Une réforme qui fait débat
Le texte, qui concerne près de trois millions de chiens errants, instaure de nouvelles règles pour les communes et les propriétaires d’animaux.
Mais une disposition fait particulièrement réagir : nourrir, soigner ou héberger un animal errant dans l’espace public pourra être sanctionné par une amende allant de 500 à 2.000 dirhams.
Une nouvelle organisation pour les animaux errants
Adopté par les deux Chambres du Parlement, le projet de loi entrera en vigueur après sa publication au Bulletin officiel.
Le texte prévoit la création de centres spécialisés, gérés par les communes, chargés de capturer les animaux errants, de les identifier, de les soigner, de les nourrir et de limiter leur reproduction grâce à la stérilisation.
Les animaux vaccinés et identifiés pourront ensuite être relâchés dans leur environnement ou proposés gratuitement à l’adoption.
Une aide aux animaux désormais encadrée
L’article 44 est au cœur des discussions. Il interdit de nourrir, soigner ou héberger un animal errant dans l’espace public en dehors du dispositif prévu par la loi.

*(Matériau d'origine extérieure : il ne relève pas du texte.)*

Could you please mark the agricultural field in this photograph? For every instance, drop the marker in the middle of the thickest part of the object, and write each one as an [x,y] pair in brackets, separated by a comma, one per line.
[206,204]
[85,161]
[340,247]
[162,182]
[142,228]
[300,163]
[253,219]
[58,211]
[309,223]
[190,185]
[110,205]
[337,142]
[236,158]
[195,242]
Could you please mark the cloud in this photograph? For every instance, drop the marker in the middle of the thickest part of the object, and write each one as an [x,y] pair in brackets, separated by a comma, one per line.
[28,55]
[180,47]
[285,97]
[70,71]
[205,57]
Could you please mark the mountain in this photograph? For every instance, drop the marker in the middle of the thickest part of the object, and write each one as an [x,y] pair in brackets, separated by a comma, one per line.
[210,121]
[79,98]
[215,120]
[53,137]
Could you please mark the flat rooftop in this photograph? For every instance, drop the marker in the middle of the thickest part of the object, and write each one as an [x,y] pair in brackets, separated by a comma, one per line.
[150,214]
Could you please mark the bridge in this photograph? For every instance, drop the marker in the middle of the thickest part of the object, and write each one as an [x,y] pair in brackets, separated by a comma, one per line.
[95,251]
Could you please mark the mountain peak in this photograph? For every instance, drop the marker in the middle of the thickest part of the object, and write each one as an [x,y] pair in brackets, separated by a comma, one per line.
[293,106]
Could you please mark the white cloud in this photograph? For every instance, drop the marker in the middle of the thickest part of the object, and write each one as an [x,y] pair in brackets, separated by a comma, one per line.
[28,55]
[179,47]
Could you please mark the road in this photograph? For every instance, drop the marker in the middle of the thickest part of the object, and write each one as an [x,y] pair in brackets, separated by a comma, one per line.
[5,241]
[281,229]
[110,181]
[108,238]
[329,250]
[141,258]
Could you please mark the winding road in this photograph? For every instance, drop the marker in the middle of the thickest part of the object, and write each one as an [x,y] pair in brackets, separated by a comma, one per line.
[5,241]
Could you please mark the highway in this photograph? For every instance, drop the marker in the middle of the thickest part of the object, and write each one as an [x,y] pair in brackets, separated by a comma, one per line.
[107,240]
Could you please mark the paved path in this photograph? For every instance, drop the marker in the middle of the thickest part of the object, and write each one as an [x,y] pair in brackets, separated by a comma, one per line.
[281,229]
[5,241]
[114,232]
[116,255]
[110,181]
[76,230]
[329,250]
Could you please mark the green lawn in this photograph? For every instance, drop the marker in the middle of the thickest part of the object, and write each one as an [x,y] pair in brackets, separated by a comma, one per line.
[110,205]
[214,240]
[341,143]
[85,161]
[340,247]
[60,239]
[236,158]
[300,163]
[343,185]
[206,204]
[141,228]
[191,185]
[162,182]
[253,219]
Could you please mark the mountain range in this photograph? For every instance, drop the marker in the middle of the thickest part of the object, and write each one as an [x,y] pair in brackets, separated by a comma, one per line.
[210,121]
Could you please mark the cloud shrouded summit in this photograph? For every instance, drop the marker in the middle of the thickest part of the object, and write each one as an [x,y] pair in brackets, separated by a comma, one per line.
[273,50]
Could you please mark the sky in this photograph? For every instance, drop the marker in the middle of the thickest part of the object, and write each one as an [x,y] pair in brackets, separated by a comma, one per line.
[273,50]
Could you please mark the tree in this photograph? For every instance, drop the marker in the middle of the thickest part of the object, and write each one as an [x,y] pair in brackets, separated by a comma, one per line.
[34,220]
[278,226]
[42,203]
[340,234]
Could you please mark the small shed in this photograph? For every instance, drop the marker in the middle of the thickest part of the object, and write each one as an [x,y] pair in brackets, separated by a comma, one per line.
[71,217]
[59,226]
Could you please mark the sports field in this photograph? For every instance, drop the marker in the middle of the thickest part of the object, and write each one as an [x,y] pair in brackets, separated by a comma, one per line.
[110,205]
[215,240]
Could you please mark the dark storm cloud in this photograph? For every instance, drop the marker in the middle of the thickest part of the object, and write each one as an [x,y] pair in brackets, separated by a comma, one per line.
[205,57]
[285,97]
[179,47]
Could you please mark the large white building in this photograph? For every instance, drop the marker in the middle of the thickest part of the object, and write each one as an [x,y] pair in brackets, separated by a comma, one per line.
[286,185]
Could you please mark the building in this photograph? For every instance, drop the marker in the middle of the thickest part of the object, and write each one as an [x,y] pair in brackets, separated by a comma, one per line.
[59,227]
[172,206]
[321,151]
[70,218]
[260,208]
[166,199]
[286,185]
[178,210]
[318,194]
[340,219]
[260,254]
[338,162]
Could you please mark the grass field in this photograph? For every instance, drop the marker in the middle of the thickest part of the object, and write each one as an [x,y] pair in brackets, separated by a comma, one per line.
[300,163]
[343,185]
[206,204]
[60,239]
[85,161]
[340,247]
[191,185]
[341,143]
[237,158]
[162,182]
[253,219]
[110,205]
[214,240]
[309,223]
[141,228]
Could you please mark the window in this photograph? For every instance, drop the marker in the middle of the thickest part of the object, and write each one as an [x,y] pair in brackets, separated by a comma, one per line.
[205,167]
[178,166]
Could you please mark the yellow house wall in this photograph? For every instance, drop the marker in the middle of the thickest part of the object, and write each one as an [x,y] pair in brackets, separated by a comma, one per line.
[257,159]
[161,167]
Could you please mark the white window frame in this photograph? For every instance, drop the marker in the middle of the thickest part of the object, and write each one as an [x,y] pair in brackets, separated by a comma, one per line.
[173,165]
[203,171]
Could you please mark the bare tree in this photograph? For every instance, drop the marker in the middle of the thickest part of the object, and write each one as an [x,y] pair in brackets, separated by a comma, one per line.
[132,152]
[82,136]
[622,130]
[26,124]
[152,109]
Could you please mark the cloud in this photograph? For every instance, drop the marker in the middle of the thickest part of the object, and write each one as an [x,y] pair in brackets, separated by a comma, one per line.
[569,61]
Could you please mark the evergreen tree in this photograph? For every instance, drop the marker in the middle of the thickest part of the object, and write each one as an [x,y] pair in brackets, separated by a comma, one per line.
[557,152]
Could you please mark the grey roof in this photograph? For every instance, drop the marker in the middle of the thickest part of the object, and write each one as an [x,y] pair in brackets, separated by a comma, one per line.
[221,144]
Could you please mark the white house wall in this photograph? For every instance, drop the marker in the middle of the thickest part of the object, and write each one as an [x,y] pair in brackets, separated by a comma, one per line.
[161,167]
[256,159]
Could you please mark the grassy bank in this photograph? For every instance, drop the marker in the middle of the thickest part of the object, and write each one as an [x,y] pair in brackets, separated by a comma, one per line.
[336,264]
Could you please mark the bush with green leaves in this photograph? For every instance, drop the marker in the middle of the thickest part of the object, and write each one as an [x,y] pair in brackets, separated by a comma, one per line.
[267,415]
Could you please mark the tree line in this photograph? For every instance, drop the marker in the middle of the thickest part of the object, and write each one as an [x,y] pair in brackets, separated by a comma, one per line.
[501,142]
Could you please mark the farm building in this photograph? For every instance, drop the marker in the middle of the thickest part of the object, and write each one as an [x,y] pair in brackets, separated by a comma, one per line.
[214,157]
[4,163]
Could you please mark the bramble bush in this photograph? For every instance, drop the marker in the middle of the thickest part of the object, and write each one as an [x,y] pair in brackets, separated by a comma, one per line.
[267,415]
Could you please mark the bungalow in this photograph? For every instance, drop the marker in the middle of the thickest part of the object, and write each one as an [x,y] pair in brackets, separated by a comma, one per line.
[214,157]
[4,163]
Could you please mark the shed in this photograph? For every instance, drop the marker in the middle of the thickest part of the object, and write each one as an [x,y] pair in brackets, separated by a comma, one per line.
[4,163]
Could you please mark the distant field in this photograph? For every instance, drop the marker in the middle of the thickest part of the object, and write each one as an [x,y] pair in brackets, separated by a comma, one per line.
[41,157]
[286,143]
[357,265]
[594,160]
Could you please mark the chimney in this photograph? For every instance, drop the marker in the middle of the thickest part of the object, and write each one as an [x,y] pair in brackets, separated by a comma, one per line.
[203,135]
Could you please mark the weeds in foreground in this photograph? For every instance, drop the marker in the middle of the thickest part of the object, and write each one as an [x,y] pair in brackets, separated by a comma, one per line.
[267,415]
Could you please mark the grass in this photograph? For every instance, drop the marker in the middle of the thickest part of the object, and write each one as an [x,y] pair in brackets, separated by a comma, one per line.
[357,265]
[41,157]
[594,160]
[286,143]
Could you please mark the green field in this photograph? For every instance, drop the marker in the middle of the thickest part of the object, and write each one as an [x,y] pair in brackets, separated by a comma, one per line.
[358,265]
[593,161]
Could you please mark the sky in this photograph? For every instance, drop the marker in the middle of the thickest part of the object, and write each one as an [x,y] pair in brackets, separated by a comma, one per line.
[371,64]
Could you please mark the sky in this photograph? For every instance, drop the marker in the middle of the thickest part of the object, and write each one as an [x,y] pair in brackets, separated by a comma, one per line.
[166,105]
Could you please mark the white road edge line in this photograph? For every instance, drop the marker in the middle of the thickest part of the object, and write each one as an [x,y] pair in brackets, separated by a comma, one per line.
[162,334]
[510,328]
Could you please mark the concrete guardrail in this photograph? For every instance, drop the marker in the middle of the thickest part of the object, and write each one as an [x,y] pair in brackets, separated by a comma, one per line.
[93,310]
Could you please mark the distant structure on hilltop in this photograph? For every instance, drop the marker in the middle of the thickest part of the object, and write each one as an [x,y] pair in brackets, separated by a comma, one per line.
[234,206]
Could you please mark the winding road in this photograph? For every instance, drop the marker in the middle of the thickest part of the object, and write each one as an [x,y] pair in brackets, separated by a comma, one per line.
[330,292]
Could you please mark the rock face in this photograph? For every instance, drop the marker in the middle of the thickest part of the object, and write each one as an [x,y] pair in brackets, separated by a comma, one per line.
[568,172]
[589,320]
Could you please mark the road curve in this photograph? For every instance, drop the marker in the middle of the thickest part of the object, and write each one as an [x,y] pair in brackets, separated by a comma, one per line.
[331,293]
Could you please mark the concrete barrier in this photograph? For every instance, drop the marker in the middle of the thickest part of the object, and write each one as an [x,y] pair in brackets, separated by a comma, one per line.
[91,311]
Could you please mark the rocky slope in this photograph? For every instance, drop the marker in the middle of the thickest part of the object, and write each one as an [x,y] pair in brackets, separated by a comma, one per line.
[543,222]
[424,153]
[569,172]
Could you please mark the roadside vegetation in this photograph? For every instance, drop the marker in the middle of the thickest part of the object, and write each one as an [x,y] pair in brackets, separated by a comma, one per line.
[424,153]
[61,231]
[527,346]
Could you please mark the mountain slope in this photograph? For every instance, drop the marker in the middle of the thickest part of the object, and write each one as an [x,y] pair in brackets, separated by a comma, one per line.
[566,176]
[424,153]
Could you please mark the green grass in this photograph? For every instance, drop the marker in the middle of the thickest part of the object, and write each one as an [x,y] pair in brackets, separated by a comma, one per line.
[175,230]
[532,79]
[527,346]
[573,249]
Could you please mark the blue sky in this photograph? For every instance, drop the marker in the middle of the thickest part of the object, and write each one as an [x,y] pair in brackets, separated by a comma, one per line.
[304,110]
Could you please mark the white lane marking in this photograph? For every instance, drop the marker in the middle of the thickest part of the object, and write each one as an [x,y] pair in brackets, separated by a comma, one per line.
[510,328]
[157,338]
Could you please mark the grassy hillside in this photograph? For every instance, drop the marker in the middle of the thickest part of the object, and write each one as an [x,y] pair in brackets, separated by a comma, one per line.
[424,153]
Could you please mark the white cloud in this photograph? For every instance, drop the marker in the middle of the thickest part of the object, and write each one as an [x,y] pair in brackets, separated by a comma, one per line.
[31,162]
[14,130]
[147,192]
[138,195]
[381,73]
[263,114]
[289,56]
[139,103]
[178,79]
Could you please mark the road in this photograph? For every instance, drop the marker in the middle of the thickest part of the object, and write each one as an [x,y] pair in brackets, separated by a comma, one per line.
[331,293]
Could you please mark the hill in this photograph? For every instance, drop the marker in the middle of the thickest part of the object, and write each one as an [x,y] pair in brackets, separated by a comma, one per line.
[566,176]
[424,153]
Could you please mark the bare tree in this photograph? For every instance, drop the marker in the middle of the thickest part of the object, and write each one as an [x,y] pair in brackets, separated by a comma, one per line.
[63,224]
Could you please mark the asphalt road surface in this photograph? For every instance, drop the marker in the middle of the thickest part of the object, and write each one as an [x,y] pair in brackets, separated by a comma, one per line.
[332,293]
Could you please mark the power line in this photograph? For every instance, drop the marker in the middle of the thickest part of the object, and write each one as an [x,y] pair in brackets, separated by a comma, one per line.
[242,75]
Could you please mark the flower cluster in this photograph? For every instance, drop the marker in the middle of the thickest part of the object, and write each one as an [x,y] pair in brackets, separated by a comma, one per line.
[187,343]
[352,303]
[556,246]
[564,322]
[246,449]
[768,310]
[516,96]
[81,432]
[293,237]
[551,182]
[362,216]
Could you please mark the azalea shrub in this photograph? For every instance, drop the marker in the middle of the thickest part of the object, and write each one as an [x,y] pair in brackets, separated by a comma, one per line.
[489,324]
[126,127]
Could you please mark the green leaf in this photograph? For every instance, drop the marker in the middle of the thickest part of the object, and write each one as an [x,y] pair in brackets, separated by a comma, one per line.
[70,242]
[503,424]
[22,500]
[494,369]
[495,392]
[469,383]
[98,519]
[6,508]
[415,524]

Les contrevenants risquent une amende comprise entre 500 et 2.000 dirhams. Une mesure qui suscite déjà de nombreuses réactions, notamment sur les réseaux sociaux, où plusieurs internautes craignent que des gestes de solidarité soient désormais sanctionnés.
Des obligations renforcées pour les propriétaires
La réforme impose également de nouvelles règles aux propriétaires d’animaux. Chaque animal devra disposer d’un carnet sanitaire, être enregistré sur une plateforme électronique et porter un numéro d’identification permanent.
Le non-respect de ces obligations pourra être puni d’une amende de 1.000 à 5.000 dirhams.
Le texte sanctionne aussi l’abandon et la divagation volontaire d’un animal par des amendes pouvant atteindre 20.000 dirhams. Les propriétaires souhaitant s’en séparer devront désormais le remettre à un centre spécialisé.
Par ailleurs, les actes de torture, de maltraitance ou de mise à mort volontaire d’un animal errant pourront entraîner jusqu’à six mois de prison et 20.000 dirhams d’amende.
L’euthanasie restera autorisée uniquement dans des cas précis, sous contrôle vétérinaire.
Les associations expriment leurs inquiétudes
Les défenseurs des animaux estiment que la loi risque surtout de pénaliser les citoyens et les bénévoles qui prennent aujourd’hui soin des animaux abandonnés, faute de structures suffisantes.
Ils réclament davantage de campagnes de stérilisation, de vaccination et d’identification, ainsi que la création rapide de centres publics dans toutes les communes.
Si la loi prévoit une période de transition de deux ans pour mettre en place les nouvelles structures, plusieurs observateurs s’interrogent déjà sur la prise en charge des animaux durant cet intervalle. Le débat est donc loin d’être clos.